Murray Arrives an Hour Late, But Full of His Sardonic Wit

The Man of the Year Award is given annually to performers who have made "a lasting and impressive contribution to the world of entertainment." Pudding spokesman Michael K. Allio '86 said when Murray was announced as this year's recipient.

Past winners have included Paul Newman, Robert Redford, and Sean Connery in 1984. The award was first presented in 1955, to Bob Hope, 11 years after the installation of the Woman of the Year honor.

Murray said he was unexpectedly impressed with Harvard, where he spent the day touring the College, the Square, and such dubious tourist attractions as the Lampoon's Castle at 44 Bow St. "I was shocked," Murray said of Harvard people. "If someone said something funny, people would actually laugh."

Murray said he was also surprised to find that the Hasty Pudding's show was hilariously funny instead of-as he expected-awful. "I was living in fear of this night," he said.
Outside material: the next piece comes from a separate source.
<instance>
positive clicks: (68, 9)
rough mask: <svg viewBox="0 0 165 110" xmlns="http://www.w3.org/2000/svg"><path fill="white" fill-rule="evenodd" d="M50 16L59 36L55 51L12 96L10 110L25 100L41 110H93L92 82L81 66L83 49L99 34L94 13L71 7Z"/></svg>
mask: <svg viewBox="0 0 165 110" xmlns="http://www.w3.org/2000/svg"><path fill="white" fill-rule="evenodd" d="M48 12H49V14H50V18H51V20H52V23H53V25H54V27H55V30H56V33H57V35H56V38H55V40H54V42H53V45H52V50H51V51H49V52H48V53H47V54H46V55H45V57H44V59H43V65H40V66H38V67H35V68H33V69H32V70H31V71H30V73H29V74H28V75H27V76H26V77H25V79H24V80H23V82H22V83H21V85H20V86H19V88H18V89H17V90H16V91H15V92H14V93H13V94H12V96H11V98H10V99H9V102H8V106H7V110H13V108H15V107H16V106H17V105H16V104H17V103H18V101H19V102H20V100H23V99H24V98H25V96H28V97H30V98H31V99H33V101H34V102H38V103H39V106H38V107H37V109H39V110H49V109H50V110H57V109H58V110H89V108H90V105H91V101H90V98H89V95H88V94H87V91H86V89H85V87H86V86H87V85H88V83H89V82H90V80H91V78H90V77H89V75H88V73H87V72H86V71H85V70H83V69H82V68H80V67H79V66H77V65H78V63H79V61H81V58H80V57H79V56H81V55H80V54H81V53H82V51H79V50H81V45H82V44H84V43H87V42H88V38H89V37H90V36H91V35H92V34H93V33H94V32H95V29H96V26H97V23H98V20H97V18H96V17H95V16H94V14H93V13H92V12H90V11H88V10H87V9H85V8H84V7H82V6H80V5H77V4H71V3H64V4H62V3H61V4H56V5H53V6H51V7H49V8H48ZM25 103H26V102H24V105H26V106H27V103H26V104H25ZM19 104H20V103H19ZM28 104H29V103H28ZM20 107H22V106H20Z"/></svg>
But Murray added that he fit right in with the boisterous opening-night crowd, although he couldn't understand why he himself was being so restrained "I don't know why I'm not throwing water balloons at the audience," he wondered aloud.


As national and local entertainment reporters grilled him about his screen career, Murray seemed satisfied with his most recent film releases.

"Ghostbusters," last summer's blockbuster which is the all-time top-grossing comedy, "was a riot and I knew it," Murray said. "It was just like saving Ethiopia."

Although his most recent and more somber release. "The Razor's Edge," was less popular at the box office than his comedy films, Murray said he was happy with his first attempt at a serious role. Moreover, Murray said, the World War I drama "was a big success at Turkish Army bases."


Murray began his career with the Second City comedy troupe before moving on to NBC-IV's "Saturday Night Live" in 1975. His first movie, "Meatballs," was followed up with a succession of comedy hits including "Stripes," "Caddyshack" and "Ghostbusters."

Murray's most important "job", is comedy he said, although it still remains something of a mystery people laugh is something I simply don't understand," he said.

But the slimebasting funnyman did seem to understand the magnitude of last night's award. "This is about as nice a thing that can happen to you without scarring you for life. [But] I don't think I'll commit suicide or get drunk after this."